What is the mortgage break even point?
The mortgage break even point is the time it takes for the savings from refinancing to equal the costs of refinancing. It's calculated by comparing the interest savings from the new mortgage rate with the total refinancing costs, including closing costs and fees.
Understanding your break even point helps you decide whether refinancing is worth the effort. If the break even point is within a reasonable timeframe, refinancing may be beneficial. If it's too far in the future, it might be better to wait or consider other financial strategies.
Refinancing can be a complex process with various factors to consider. Always consult with a financial advisor before making any major financial decisions.
How to calculate the break even point
Calculating the break even point for your mortgage involves several key factors:
- Current mortgage balance
- Current interest rate
- New interest rate
- Refinancing closing costs
The formula for calculating the break even point in months is:
Break Even Point (months) = Refinancing Costs / (Monthly Savings)
Where Monthly Savings = (Current Interest Rate - New Interest Rate) × Current Mortgage Balance / 12
This calculation shows you how many months it will take for the savings from the lower interest rate to cover the costs of refinancing. A shorter break even point means refinancing becomes profitable faster.
Example calculation
Let's look at an example to illustrate how the break even point calculator works:
| Factor | Value |
|---|---|
| Current mortgage balance | $250,000 |
| Current interest rate | 5.5% |
| New interest rate | 4.0% |
| Refinancing closing costs | $3,000 |
Using these values, the calculation would be:
- Calculate monthly savings: (5.5% - 4.0%) × $250,000 / 12 = $1,250/month
- Break even point: $3,000 / $1,250 = 2.4 months
This means it would take approximately 2.4 months for the savings from the lower interest rate to cover the $3,000 in refinancing costs.

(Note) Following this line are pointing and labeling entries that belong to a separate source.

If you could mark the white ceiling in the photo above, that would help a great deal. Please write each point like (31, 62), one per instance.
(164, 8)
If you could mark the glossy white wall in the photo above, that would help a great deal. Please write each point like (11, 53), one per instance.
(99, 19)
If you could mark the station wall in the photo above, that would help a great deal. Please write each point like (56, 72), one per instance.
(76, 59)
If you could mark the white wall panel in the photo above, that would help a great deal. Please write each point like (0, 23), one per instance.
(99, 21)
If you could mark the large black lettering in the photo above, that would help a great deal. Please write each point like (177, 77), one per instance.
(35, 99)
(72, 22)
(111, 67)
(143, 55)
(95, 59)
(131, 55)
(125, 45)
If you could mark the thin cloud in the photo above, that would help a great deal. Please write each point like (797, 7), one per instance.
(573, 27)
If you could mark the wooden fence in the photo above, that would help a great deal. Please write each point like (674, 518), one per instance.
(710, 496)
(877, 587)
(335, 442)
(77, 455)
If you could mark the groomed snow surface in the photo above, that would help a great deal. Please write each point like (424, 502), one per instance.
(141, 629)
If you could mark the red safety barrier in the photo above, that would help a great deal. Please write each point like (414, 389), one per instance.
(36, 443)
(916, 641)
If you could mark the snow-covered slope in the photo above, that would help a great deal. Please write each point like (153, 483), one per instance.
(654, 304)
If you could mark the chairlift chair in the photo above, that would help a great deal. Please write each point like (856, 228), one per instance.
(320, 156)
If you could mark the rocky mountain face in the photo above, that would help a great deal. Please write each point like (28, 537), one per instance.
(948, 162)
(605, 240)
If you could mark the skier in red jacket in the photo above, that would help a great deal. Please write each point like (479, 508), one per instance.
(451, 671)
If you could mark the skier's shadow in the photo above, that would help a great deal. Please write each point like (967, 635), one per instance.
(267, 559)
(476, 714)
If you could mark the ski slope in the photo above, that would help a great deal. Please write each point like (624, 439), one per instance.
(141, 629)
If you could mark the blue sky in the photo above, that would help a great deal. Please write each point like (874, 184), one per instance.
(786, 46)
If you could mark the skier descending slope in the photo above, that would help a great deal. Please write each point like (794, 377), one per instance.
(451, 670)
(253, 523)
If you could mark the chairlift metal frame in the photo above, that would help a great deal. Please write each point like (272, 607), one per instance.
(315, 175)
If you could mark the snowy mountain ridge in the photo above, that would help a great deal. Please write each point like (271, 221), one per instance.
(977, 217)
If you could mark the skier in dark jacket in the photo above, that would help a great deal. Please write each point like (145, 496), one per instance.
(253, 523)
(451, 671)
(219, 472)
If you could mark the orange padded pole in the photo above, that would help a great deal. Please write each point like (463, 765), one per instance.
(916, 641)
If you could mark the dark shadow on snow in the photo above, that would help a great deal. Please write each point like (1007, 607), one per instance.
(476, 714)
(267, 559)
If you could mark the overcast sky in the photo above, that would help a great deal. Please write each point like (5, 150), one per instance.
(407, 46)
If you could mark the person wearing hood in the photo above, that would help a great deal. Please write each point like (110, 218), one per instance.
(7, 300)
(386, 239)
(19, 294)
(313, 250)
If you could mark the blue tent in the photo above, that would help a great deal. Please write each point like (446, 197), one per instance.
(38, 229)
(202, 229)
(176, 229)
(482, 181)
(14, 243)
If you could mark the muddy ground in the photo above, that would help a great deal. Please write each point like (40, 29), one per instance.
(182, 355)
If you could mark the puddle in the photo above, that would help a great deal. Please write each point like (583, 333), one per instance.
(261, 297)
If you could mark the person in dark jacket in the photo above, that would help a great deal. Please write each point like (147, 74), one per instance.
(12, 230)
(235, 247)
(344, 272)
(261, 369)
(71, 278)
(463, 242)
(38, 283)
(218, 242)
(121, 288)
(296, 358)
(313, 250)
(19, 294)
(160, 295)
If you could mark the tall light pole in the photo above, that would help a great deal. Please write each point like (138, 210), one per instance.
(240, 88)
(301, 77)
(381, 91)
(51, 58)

When should you refinance?
Refinancing your mortgage can be a smart financial move if the break even point is within a reasonable timeframe. Here are some factors to consider when deciding whether to refinance:
- Interest rate savings: If you can secure a significantly lower interest rate, the break even point will be shorter.
- Closing costs: Lower closing costs will make refinancing more attractive.
- Time horizon: If you plan to stay in your home for several years, refinancing may be beneficial.
- Market conditions: Keep an eye on interest rate trends and market conditions.
If the break even point is within 1-2 years, refinancing is likely worth considering. If it's much longer, you might want to wait for better market conditions or explore other financial strategies.
FAQ
What is the difference between the break even point and payoff period?
The break even point calculates when refinancing costs are recovered through interest savings, while the payoff period calculates how long it would take to pay off the mortgage at the new rate without refinancing. The break even point is typically shorter than the payoff period.
How often should I check my break even point?
You should review your break even point whenever there are significant changes in interest rates, your financial situation, or your home's value. Checking annually is a good practice.
Can I use this calculator for reverse mortgages?
This calculator is designed for traditional refinancing scenarios. Reverse mortgages have different calculation requirements and should be evaluated by a financial advisor.
What if I can't afford the closing costs?
If the closing costs are too high, the break even point will be longer. In this case, refinancing might not be the best option. Consider other strategies to improve your financial situation before refinancing.